Based on a github answer for another users question (from 2019) " My understanding was that this is a known limitation with existing workaround: using distinct names for the ports solves the issue.", I even changed the port names to make them unique per namespace and shifted the port number by 1, but it is still pointing to the wrong services on the old port names.

Here's the updated virtual service after those changes:

apiVersion: networking.istio.io/v1beta1
kind: VirtualService
metadata:
  name: vert-serv-from-gw
spec:
  hosts: [ app.octodemo.net ]
  gateways: 
  - "demoapp/demoapp-gtw"
  - mesh
  http:
  - match:
    - uri:
        prefix: /api
    route:
    - destination:
        host: backend-svc
        port:
          number: 5001
    corsPolicy:
      allowOrigins:
      - exact: https://app.octodemo.net
      allowMethods:
      - PUT
      - GET
      - POST
      - PATCH
      - OPTIONS
      - DELETE
      allowHeaders:
      - DNT
      - X-CustomHeader
      - X-LANG
      - Keep-Alive
      - User-Agent
      - X-Requested-With
      - If-Modified-Since
      - Cache-Control
      - Content-Type
      - X-Api-Key
      - X-Device-Id
      - Access-Control-Allow-Origin
  - match:
    - uri:
        prefix: /
    route:
    - destination:
        host: frontend-svc
        port:
          number: 3001

That did not work, as shown above, istio continues to point to the wrong namespace service (test-backend-svcs and test-frontend-svc). So while digging in their docs, they state this about routes:

Note for Kubernetes users: When short names are used (e.g. “reviews” instead of “reviews.default.svc.cluster.local”), Istio will interpret the short name based on the namespace of the rule, not the service. A rule in the “default” namespace containing a host “reviews will be interpreted as “reviews.default.svc.cluster.local”, irrespective of the actual namespace associated with the reviews service. To avoid potential misconfigurations, it is recommended to always use fully qualified domain names over short names.

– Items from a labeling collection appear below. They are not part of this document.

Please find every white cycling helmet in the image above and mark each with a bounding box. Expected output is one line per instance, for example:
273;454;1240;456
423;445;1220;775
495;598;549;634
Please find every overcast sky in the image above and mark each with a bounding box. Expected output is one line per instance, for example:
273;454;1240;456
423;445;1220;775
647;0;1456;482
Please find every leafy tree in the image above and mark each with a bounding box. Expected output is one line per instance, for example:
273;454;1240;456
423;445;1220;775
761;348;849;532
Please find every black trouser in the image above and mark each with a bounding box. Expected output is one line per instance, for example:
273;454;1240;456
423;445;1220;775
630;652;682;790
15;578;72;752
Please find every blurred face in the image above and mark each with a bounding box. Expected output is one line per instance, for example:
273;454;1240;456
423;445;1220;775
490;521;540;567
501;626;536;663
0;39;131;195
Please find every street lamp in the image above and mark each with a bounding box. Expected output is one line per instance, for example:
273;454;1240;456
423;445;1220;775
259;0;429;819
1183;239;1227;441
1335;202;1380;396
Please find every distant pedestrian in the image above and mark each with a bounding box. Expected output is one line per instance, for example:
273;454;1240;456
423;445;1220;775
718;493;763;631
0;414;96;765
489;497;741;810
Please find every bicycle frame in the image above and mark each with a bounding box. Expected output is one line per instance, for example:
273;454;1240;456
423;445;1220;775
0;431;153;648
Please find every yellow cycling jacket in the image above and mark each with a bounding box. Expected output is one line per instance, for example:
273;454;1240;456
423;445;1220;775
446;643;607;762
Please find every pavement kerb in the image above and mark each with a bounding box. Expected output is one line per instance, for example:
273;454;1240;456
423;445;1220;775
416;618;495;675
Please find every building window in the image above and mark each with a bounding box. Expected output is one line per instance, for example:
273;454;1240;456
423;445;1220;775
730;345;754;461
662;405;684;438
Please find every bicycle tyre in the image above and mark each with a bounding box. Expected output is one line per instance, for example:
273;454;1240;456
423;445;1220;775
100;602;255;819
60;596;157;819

So I tried this, using the long name provided through the service registry (backend-svc.demoapp.svc.cluster.local and frontend-svc.demoapp.svc.cluster.local) through this post's approach, and still I'm getting the same result, only showing services for the other namespace which has not been configured.

There is not even a gateway or virtual service in the other namespace, the only step I had taken there was to enable the autoinjection for the sidecars. So how and why this is happening, despite the changes to more specifically (not that they should have needed to have been) point to the correct services, it is still pointing to the services in another namespace on incorrect ports. I'm at a loss of what to do, other than dump the cluster and start fresh. If anyone has any idea as to how this came about or if they have a similar issue, please let me know, as this does nothing to resolve the issue or point to something to avoid going forward.